Dopo aver lasciato il
Nuovo Canzoniere Italiano, diede vita insieme a Bruno Pianta
(scomparso nel settembre di quest’anno) al gruppo dell’Almanacco
Popolare, cui collaborò Moni Ovadia. Tra i suoi numerosi dischi, si
segnalano E per la strada – Sandra Mantovani canta storie
dell’Italia settentrionale (I Dischi del Sole) e Servi,
baroni e uomini (VPO 8089, 1969).
Molti canti della colonna
sonora del «lungo Sessantotto» si sono diffusi grazie ai dischi che
ha inciso e gli spettacoli che lei stessa ha fatto: Il feroce
monarchico Bava, O Gorizia tu sei maledetta, La canzone
della Lega.
Convinta che il carattere
della comunicazione orale stesse nei modi esecutivi, ha studiato il
materiale politico-sociale, gli elementi costitutivi degli stili
vocali popolari, le costanti dell’emissione della voce di
particolari aree del Nord Italia.
Nelle sue ricerche, alle
registrazioni audio e sonore Mantovani affiancava l’attenta
osservazione dei cantanti popolari, cogliendone in particolare le
tensioni muscolari che permettono di impadronirsi delle peculiari
disposizioni di tutte le parti del petto, del viso e del capo
implicate in una particolare emissione vocale.
Di un canto, infatti,
voleva conoscere sia la struttura testuale che quella musicale,
quando e da chi era stato cantato, in che occasione, per che scopo,
cosa volesse comunicare, che rapporto avesse con l’area musicale da
cui proveniva.
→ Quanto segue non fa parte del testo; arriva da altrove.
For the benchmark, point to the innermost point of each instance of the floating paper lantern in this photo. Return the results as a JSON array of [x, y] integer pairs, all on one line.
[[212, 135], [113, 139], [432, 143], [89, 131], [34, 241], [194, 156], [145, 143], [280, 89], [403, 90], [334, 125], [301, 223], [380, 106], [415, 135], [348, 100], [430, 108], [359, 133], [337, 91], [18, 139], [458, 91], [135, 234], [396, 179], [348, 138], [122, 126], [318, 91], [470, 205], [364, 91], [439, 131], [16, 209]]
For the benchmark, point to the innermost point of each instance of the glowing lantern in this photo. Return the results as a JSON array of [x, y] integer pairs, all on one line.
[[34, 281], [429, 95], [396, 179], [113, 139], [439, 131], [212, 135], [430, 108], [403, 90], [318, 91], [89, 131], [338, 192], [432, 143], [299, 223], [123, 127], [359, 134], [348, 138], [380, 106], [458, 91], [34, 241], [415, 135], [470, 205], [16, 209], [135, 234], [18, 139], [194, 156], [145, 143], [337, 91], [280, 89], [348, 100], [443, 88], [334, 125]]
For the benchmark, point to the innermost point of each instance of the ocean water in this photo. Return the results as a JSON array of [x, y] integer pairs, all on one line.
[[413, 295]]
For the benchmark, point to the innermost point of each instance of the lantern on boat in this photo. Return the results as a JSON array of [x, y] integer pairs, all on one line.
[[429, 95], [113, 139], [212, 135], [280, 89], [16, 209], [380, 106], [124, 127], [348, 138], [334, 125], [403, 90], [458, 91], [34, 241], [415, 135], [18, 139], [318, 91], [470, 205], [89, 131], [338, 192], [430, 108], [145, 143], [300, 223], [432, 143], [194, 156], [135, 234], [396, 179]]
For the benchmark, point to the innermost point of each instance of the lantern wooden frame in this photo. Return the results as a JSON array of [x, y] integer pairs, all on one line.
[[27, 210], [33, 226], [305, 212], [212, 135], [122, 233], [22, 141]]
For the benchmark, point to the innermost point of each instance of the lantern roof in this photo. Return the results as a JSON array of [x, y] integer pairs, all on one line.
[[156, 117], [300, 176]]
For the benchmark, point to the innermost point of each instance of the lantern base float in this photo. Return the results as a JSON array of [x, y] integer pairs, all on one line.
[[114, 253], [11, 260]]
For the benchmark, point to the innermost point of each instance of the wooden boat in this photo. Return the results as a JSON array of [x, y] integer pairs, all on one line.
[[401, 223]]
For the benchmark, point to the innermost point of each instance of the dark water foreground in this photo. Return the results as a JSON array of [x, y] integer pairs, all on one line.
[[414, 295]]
E si preoccupava anche di averne la collocazione
storico-sociale. È stata magistrale nella riesecuzione dei canti
popolari.
Tra i suoi scritti,
l’Oscar Mondadori I canti popolari italiani. 120 testi e musiche
(1973), curato assieme al marito Roberto Leydi e a Cristina Pederiva.
Negli ultimi anni di
lavoro aveva anche insegnato Tecniche di Comunicazione Orale alla
Scuola d’arte drammatica Paolo Grassi di Milano. dove è ancora
adesso ricordata con affetto dai suoi allievi.